Henry - refer to Carlson, Henry and Emma.
Fred homesteaded for a time on the S.E. of 36-18-18W prior to going to British Columbia where he worked as a logger, and in sawmills in the virgin forests on the mainland as well as on Vancouver Island. In later years he purchased an acreage in Burnaby where he also en joyed gardening. In 1937, he married, but his wife died a short ten years later, and he was once more alone. He died in 1977 in Vancouver at the age of 85.
Mary married Henry Holmstrom of Basswood and they made their home there for many years. They had two children: Arthur, still in Basswood, and Gladys in Moose Jaw. Mary died in Moose Jaw in 1979.
John and Lovisa, Charlie, Jenny, and Fred are all buried in the family plot in the Scandinavia Lutheran Cemetery.
It is a joy today to drive through the pretty countryside of Scandinavia and see it once again looking prosperous.

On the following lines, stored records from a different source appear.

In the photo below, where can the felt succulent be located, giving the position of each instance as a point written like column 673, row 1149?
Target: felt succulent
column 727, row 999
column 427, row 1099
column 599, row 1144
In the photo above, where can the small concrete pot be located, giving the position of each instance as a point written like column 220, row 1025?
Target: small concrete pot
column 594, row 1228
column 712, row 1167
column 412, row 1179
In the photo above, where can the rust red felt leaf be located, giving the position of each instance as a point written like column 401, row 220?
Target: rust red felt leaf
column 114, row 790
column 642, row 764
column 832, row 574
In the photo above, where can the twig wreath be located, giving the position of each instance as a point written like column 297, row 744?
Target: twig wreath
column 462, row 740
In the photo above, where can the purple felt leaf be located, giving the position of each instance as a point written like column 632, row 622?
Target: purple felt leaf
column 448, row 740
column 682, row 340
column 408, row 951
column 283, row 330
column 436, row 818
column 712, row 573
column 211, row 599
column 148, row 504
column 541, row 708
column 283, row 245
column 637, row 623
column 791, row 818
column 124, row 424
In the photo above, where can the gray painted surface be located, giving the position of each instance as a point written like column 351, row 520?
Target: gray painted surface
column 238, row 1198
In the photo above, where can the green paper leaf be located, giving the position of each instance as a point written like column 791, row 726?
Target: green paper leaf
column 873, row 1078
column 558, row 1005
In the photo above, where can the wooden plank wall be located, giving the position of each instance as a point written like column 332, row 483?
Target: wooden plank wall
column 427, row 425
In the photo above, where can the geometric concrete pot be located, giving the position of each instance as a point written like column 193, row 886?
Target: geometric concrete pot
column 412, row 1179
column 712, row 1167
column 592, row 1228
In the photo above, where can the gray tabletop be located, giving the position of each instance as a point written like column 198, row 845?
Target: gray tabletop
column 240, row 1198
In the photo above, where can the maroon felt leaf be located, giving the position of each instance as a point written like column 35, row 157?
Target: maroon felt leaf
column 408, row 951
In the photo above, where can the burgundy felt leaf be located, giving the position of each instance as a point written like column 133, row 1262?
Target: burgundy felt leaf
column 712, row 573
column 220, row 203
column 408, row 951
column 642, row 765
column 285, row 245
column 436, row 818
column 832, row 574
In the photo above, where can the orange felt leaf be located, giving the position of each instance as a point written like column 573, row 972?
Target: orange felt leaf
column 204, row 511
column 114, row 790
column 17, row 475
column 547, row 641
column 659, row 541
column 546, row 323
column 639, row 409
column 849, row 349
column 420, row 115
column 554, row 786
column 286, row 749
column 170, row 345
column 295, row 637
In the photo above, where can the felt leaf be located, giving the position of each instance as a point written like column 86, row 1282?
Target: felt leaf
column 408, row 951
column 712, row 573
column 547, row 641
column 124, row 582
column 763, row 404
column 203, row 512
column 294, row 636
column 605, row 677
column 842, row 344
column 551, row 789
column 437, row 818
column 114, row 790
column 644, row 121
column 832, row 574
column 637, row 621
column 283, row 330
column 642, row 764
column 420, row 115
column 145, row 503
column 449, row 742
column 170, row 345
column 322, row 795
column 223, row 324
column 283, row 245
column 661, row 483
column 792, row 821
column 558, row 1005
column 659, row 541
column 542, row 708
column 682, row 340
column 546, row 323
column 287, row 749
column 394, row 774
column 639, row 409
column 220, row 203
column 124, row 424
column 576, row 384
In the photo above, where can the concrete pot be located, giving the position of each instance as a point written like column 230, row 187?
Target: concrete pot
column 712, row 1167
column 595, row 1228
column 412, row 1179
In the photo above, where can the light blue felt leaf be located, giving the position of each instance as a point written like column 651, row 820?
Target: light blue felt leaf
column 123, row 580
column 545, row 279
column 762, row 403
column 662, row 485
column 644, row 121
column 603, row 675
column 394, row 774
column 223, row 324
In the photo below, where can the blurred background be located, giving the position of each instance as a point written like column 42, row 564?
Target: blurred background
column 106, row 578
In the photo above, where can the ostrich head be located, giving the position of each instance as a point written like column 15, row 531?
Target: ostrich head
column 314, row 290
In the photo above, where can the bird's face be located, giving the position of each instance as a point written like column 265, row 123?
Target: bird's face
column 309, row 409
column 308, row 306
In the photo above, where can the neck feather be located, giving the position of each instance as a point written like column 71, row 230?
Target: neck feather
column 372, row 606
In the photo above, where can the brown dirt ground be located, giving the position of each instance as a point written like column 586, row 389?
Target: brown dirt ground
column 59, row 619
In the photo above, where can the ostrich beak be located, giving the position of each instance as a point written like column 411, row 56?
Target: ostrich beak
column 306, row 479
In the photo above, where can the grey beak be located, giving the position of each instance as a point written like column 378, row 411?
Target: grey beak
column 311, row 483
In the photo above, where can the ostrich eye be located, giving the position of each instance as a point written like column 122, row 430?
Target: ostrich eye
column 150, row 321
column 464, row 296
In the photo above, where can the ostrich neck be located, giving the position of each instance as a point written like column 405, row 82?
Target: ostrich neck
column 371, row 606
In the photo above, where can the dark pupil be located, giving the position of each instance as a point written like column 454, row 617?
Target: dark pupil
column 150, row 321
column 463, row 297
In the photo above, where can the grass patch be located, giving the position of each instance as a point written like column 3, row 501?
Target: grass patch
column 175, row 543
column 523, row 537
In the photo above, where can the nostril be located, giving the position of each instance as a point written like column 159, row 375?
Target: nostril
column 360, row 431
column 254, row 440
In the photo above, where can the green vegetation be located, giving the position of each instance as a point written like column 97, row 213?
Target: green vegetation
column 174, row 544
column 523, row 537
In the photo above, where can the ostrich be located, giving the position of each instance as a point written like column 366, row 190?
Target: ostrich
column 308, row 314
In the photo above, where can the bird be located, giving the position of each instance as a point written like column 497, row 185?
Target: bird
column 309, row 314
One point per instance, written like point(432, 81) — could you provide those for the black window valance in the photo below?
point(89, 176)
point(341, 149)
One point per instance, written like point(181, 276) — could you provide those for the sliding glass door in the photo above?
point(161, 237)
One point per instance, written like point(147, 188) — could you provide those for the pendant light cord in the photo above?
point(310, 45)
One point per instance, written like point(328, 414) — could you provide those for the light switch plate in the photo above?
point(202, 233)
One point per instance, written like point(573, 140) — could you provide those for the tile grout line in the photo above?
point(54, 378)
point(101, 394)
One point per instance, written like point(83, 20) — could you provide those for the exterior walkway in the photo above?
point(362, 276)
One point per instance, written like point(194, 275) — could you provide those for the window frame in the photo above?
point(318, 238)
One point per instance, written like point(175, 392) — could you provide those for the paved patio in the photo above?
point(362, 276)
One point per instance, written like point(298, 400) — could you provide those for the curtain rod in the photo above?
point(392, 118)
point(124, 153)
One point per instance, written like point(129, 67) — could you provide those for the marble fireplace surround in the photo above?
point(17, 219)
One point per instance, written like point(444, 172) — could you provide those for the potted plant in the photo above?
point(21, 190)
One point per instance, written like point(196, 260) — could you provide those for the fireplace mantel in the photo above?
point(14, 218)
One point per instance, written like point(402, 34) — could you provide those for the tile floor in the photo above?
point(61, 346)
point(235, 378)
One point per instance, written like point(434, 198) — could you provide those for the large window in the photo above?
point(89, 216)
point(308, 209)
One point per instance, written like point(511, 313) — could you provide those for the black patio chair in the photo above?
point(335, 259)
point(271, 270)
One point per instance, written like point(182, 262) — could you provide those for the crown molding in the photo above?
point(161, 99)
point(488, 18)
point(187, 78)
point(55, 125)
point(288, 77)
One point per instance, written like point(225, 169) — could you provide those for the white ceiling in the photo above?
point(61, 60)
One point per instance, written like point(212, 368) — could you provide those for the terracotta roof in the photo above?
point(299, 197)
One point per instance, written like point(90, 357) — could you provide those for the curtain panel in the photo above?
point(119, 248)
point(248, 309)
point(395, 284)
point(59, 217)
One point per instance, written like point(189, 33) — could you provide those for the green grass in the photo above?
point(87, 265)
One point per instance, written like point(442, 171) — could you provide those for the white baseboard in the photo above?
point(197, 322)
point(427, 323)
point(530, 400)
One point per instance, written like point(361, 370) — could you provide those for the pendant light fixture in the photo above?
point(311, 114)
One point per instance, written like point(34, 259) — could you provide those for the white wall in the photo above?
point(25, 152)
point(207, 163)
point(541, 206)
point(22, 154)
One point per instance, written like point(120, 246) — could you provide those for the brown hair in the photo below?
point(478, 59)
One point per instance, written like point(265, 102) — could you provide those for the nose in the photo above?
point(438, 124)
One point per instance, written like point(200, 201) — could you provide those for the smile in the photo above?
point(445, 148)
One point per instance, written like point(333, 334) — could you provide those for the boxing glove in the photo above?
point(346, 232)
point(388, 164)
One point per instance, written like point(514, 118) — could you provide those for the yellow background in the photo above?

With the improvement of farming techniques, the soil is once again productive and many fine homes house a new generation. Many of these are descendants of another hard-working ethnic group of people, the immigrants from Poland and the Ukraine.
HAK-NIKLAS AND KLARA
After the Carlson's were settled in Scandinavia, his foster parents Niklas and Klara Hak came to their home in 1889 and remained there for about two years. In spite of their age, they homesteaded the S.W. of Sec. 16-18- 17W. Mrs. Hak, like most Scandinavian women, was very fond of her cows, and regretted that she knew no English so that she could talk to them! They were known as very kind people which was evidenced in their giving a home to orphaned children when they had none of their own. Another nephew, Carl Bengtson, made his home with them on his arrival from Sweden.
Mr. Hak was active in the organization of the Scan dinavia Church and she in the women's society. Finding the pioneer situation beyond their strength, they returned to Sweden in 1903.
God grant me the serenity to accept the things that can't be changed,
The courage to change the things that can be changed, And the wisdom to know the difference.